Despite making their name with irritating math-rock, Foals have known their identity for a while now and there isn’t a huge amount to differentiate ‘What Went Down’ from the two albums that proceeded it. Airy vocals mix with interlocking grooves and just a dash of funky, picked guitar lines that can break into corrosive riffs at the drop at a hat. If the formula feels tired then that’s only because Foals have become so good at it. Less atmospheric and pretty than ‘Total Life Forever’ and stodgier than the nimble ‘Holy Fire’, ‘What Went Down’ first and foremost feels like Foals first proper rock record. It’s the first one that front to back would convince in an arena setting. With James Ford on board, most well known for Arctic Monkeys, Florence and Mumford and Sons, you have to think that was a goal.

Typically Foals best songs have been their singles; from the earworm hooks of songs like ‘Casius’, ‘Miami’ and ‘My Number’ to the brash swagger of ‘Inhaler’ and the soothing beauty of ‘Spanish Saharia’, they’ve amassed quite a stunning collection. Early singles from ‘What Went Down’ Could have been an early indication then that things weren’t quite right. ‘mountain at my gates’ and ‘what went down’ aren’t bad but they fall short of the usual standard. The rising and falling tension of ‘Inhaler’ is replaced a straightforward guitar assault that leaves little space for a memorable melody. The crushing riffs and screaming vocals fail to convey emotion, and the oblique, metaphorical lyrics don’t help the situation. The insightful intimacy of ‘My Number’ is replaced by metaphorical, natural imagery so predictable it verges on cliched. But a weak introduction to the record actually opens up quite an interest development in Foals story. This is the first of their albums that isn’t top heavy and reliant on singles. That allows deep cuts like ‘Night Swimmer’ and ‘Lonely Hunter’ to grab attention.

So it’s an album less about the big moments and more about little ones. The opening guitar lick of ‘Birch Tree’ is delicate but memorable. It recalls ‘Snow’ by Red Hot Chili Peppers, a strange comparison until you notice the funky tight baseline and rhymes (‘dancer’ with ‘cold romancer’ with subway chancer’) and realise that Foals always had more in common with the Chili peppers than a lot of people would care to admit. They are a band who like to incorporate unusual time signatures, exotic rhythms and funky grooves but aren’t afraid to rock out or be silly when the moment calls for it. ‘Shake off’ and the title track are easily their heaviest moments to date, and they’re enjoyable if somewhat clunky and uninspired.
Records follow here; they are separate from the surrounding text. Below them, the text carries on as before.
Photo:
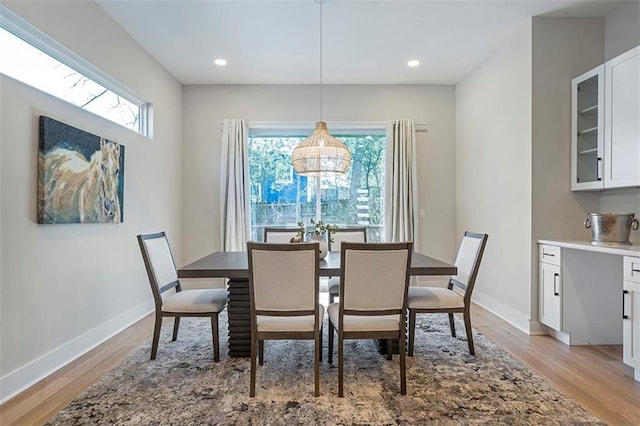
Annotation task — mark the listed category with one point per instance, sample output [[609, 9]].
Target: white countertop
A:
[[587, 246]]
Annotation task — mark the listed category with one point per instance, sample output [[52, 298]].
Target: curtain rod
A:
[[335, 123], [362, 126]]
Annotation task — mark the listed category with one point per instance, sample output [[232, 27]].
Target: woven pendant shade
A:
[[320, 153]]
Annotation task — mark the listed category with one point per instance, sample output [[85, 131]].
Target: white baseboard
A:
[[36, 370], [510, 315]]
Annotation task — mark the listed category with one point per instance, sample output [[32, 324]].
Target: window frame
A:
[[304, 129]]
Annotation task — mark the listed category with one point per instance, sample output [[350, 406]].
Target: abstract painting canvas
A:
[[80, 176]]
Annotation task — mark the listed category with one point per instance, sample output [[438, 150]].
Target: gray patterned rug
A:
[[445, 385]]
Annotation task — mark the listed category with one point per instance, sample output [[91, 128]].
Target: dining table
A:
[[234, 266]]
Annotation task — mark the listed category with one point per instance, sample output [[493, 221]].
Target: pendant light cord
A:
[[320, 60]]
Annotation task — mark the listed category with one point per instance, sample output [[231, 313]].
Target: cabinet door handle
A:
[[624, 316]]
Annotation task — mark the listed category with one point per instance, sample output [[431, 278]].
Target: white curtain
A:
[[234, 191], [401, 189]]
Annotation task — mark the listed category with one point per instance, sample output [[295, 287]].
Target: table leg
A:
[[239, 318]]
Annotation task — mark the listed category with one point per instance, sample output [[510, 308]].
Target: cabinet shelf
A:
[[591, 130], [590, 110]]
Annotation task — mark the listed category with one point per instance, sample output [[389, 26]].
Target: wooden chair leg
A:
[[176, 326], [317, 360], [467, 326], [412, 330], [216, 340], [340, 365], [252, 382], [320, 337], [403, 365], [452, 325], [156, 335], [330, 344]]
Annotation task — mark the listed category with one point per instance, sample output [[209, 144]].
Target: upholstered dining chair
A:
[[163, 278], [279, 235], [353, 234], [456, 297], [284, 281], [373, 298]]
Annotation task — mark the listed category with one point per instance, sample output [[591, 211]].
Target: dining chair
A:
[[284, 282], [279, 235], [373, 299], [163, 277], [456, 297], [353, 234]]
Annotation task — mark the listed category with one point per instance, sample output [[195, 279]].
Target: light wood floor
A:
[[594, 376]]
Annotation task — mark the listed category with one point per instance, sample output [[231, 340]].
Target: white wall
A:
[[206, 106], [66, 288], [557, 58], [493, 173], [622, 32]]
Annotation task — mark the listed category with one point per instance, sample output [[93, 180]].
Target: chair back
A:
[[284, 279], [159, 264], [279, 235], [374, 278], [468, 262], [352, 234]]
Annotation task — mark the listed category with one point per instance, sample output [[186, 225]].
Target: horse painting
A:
[[80, 176]]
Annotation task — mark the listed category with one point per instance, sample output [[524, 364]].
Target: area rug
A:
[[445, 385]]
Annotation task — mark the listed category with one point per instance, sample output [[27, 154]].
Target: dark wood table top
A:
[[234, 264]]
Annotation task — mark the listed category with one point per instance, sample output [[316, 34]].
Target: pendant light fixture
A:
[[320, 153]]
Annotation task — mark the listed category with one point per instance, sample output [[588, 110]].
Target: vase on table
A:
[[323, 246]]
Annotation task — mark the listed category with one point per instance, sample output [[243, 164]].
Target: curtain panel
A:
[[234, 193], [401, 190]]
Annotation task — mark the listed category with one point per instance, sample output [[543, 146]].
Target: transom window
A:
[[32, 57], [281, 197]]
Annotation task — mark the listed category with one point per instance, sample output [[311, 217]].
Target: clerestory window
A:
[[32, 57]]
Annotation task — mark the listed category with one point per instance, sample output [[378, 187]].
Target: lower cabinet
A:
[[631, 313], [550, 287]]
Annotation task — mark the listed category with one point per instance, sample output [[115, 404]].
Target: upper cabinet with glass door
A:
[[605, 139], [587, 130]]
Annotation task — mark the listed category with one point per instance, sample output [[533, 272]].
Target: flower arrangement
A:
[[316, 229]]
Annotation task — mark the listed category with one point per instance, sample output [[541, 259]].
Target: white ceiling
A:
[[364, 42]]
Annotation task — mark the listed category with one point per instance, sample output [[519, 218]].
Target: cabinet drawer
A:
[[632, 269], [549, 254]]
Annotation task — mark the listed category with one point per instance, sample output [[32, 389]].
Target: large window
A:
[[30, 56], [280, 197]]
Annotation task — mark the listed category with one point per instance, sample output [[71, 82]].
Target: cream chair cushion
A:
[[333, 285], [364, 323], [193, 301], [433, 298], [289, 323]]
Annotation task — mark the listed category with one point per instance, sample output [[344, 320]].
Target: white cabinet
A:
[[550, 286], [587, 130], [631, 314], [622, 120], [605, 125]]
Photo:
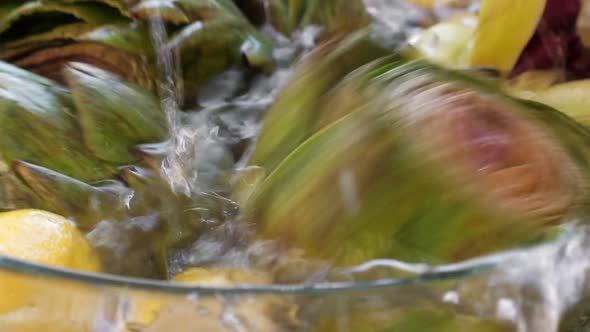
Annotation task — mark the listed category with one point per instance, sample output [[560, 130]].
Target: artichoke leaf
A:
[[61, 194], [45, 16], [473, 199], [114, 114], [291, 119]]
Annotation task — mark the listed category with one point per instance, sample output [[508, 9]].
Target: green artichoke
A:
[[410, 161], [335, 16], [208, 36]]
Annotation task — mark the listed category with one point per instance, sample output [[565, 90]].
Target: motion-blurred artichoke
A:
[[410, 161]]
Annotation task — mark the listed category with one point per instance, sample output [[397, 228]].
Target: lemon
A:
[[39, 237], [505, 28]]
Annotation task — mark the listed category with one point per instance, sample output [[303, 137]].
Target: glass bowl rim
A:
[[430, 274]]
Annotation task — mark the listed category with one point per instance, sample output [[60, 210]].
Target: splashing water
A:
[[553, 276]]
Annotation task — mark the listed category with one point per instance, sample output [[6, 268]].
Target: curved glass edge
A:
[[423, 274]]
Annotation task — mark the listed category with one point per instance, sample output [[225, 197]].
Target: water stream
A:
[[531, 289]]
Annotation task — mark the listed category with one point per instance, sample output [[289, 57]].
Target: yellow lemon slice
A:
[[505, 28], [39, 237]]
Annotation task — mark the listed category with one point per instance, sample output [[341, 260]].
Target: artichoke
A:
[[410, 161], [92, 151], [208, 36]]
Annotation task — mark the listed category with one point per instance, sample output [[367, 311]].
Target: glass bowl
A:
[[490, 294]]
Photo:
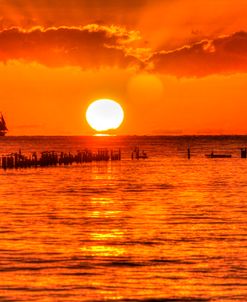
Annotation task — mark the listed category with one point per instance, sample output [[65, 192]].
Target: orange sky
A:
[[176, 66]]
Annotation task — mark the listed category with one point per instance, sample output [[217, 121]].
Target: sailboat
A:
[[3, 127]]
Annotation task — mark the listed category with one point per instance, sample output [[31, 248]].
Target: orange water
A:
[[162, 229]]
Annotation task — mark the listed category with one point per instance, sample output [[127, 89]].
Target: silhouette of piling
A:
[[52, 158], [138, 154], [243, 152], [188, 152]]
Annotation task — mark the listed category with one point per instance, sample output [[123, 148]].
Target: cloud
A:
[[97, 46], [223, 55], [91, 46]]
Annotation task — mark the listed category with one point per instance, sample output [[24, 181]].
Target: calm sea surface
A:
[[162, 229]]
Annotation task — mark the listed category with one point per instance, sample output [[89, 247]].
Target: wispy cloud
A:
[[223, 55], [91, 46], [97, 46]]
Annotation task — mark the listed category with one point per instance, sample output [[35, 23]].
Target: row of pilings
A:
[[52, 158]]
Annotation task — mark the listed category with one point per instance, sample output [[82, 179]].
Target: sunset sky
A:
[[176, 66]]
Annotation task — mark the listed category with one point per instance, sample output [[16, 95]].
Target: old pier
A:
[[51, 158]]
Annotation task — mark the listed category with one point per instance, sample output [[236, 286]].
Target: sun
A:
[[104, 114]]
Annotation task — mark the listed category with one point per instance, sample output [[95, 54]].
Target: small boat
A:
[[212, 155], [3, 127]]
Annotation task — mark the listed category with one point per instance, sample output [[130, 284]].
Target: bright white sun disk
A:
[[104, 114]]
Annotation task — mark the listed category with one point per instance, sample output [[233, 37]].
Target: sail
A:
[[3, 126]]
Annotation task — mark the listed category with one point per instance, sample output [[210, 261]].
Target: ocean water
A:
[[162, 229]]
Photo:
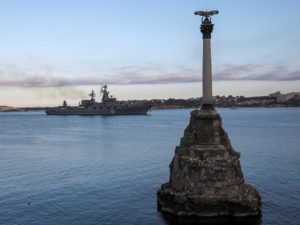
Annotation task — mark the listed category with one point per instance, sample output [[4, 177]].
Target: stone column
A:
[[206, 29], [206, 178]]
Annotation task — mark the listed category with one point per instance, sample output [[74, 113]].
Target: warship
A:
[[108, 106]]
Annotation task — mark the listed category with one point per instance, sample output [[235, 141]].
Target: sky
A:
[[55, 50]]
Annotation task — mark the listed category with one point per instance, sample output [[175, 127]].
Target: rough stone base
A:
[[206, 179]]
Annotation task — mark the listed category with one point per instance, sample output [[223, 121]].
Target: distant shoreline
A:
[[41, 109]]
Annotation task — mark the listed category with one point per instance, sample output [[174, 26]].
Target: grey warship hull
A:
[[64, 111], [108, 106]]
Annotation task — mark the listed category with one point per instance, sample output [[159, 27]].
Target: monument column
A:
[[206, 29], [206, 178]]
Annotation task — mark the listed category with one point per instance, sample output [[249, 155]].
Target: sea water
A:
[[107, 169]]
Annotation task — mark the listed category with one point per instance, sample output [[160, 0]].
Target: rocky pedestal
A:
[[205, 174]]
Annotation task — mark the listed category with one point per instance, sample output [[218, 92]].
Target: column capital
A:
[[206, 28]]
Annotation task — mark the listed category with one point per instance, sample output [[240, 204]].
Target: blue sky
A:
[[55, 50]]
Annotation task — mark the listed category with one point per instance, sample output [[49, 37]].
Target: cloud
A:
[[149, 74]]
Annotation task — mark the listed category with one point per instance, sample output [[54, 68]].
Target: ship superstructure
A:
[[108, 106]]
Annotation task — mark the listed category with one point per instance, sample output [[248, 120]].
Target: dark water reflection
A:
[[107, 170], [173, 220]]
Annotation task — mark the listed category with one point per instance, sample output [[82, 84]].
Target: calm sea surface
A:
[[106, 170]]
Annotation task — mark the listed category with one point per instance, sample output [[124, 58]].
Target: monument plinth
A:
[[205, 174]]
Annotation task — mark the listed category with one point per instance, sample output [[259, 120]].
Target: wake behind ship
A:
[[108, 106]]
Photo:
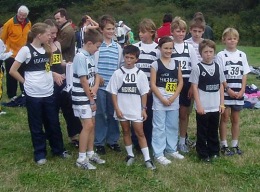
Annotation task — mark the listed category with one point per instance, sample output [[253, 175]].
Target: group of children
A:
[[150, 87]]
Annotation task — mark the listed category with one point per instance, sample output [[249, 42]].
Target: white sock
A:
[[129, 150], [90, 153], [146, 154], [182, 140], [234, 143], [82, 156], [224, 143]]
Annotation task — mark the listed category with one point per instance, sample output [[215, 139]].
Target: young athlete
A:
[[85, 85], [148, 54], [235, 66], [38, 86], [185, 55], [166, 85], [3, 56], [108, 59], [207, 83], [129, 83]]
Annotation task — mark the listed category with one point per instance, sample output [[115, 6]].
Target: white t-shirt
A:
[[129, 104]]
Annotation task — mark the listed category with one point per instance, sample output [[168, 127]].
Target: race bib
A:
[[170, 87]]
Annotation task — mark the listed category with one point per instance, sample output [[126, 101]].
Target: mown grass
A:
[[18, 172]]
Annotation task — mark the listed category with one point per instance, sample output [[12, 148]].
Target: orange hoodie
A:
[[14, 36]]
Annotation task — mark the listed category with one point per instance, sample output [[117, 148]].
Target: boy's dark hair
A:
[[106, 19], [207, 42], [167, 18], [131, 49], [163, 40], [63, 13], [93, 36]]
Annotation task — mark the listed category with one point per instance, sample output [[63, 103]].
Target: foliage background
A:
[[241, 14]]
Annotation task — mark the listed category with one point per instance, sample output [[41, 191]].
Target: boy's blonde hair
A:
[[198, 22], [147, 25], [178, 23], [230, 32]]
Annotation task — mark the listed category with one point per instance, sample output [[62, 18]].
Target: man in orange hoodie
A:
[[14, 36]]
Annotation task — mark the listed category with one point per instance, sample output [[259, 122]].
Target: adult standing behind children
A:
[[38, 85], [235, 66], [108, 58], [165, 29], [62, 98], [66, 35], [14, 36], [185, 55], [149, 53]]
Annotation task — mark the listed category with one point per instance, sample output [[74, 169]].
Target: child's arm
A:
[[119, 113], [179, 88], [155, 89], [200, 109], [14, 72], [222, 106], [86, 88], [144, 101]]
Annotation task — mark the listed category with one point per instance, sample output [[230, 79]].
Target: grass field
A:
[[18, 172]]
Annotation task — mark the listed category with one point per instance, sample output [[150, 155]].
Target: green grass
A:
[[18, 172]]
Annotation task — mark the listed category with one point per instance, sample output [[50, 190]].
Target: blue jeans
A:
[[40, 110], [165, 131], [106, 128]]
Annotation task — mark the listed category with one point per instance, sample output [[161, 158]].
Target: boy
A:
[[235, 66], [149, 53], [185, 55], [85, 84], [129, 83], [108, 59], [207, 78], [3, 56], [197, 28]]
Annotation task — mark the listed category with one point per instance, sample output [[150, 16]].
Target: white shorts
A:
[[84, 112]]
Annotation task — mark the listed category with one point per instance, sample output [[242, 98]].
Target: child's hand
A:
[[144, 114], [119, 114], [200, 110]]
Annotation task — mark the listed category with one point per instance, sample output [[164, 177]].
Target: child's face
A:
[[108, 31], [93, 47], [207, 54], [196, 33], [166, 50], [146, 36], [130, 61], [231, 42], [178, 35]]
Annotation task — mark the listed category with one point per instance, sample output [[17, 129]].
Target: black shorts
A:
[[183, 99]]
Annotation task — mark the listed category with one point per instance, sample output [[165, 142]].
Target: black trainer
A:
[[226, 151], [100, 150], [115, 147], [236, 150]]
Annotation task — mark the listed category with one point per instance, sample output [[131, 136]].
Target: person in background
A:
[[235, 66], [14, 36], [66, 38], [86, 23], [166, 85], [38, 85], [3, 56], [207, 80], [85, 85], [108, 59], [128, 83], [165, 29]]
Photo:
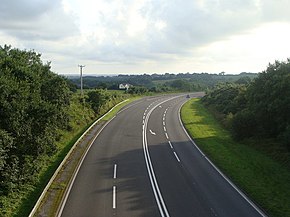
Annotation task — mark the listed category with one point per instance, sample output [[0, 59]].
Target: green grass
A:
[[20, 203], [117, 108], [266, 181]]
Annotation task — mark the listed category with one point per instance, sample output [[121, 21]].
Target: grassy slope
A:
[[20, 203], [264, 180]]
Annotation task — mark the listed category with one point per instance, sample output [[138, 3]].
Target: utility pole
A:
[[81, 72]]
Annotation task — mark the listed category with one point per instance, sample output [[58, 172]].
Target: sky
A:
[[149, 36]]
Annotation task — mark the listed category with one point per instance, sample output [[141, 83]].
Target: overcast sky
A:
[[149, 36]]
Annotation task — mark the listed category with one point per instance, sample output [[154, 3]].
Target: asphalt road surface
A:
[[143, 164]]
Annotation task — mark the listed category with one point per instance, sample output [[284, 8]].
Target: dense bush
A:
[[33, 105], [260, 108]]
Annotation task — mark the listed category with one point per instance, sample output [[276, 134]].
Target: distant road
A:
[[144, 165]]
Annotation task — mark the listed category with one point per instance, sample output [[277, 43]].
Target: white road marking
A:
[[170, 144], [114, 197], [115, 171], [217, 169], [166, 135], [177, 158]]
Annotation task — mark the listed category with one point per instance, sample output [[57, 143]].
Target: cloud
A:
[[36, 20], [143, 33]]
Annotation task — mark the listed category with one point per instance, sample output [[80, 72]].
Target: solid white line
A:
[[217, 169], [166, 135], [177, 158], [153, 133], [158, 196], [170, 144], [114, 197], [59, 212], [115, 171]]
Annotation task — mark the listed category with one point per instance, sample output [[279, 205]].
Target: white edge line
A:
[[115, 171], [150, 170], [219, 171], [170, 145], [37, 204], [166, 135], [67, 192], [114, 197], [177, 158]]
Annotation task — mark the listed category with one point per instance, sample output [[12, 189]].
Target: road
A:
[[143, 164]]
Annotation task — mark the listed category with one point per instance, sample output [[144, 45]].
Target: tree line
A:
[[257, 109], [161, 82], [36, 106]]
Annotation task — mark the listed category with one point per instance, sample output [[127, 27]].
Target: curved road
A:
[[143, 164]]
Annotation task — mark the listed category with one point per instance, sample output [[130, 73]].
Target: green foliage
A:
[[260, 108], [265, 180], [33, 105], [97, 99], [226, 97], [137, 90], [163, 82]]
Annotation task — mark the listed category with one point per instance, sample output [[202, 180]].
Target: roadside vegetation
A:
[[41, 116], [161, 83], [244, 129]]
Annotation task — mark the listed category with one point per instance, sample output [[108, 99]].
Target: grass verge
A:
[[264, 180]]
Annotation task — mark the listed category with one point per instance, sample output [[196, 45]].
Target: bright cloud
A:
[[137, 36]]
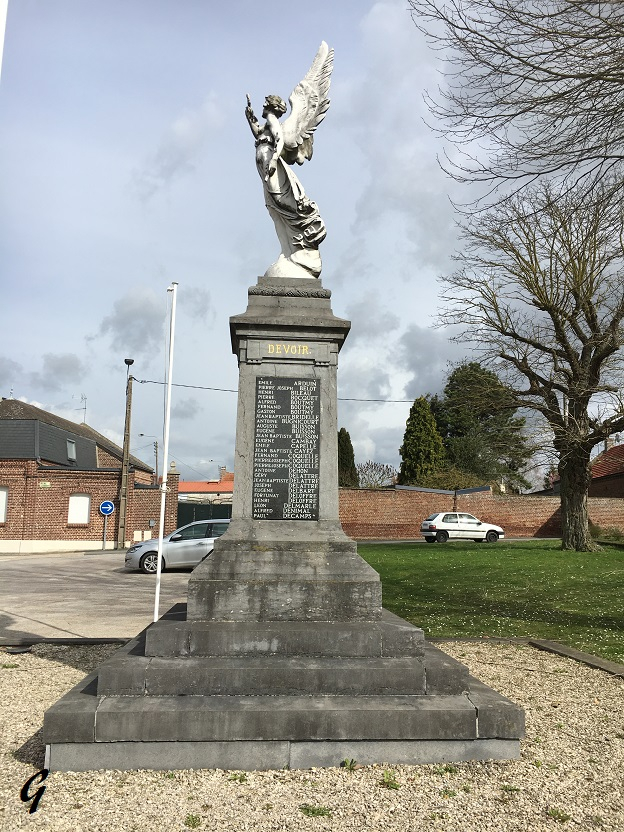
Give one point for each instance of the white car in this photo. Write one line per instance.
(457, 525)
(186, 546)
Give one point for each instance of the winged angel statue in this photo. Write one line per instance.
(298, 223)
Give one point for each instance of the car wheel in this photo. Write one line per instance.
(149, 563)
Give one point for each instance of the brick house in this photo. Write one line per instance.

For the most part It really does feel like Foals are firing on all cylinders here. It’s hard to think of what else they could do or achieve without a radical reinvention. But as easy as they are, and always have been, to like, they remain difficult to love. Their lyrics are slightly too oblique and distant, the vocals lack warmth and strength, and the arrangements are stiflingly overthought. Foals attention to detail and immaculate playing is impressive but I don’t hear sparks of spontaneity or unguarded emotion. They are constantly caught up in the finer details and end up losing sight of the things that make bands beloved – passion, intensity, conviction and the sense that something necessary is being said and all is being risked. ‘What Went Down’ is enjoyable, well designed, eclectic and interesting – it’s another good album. But it further convinces me that ‘good’ is all this band are capable of.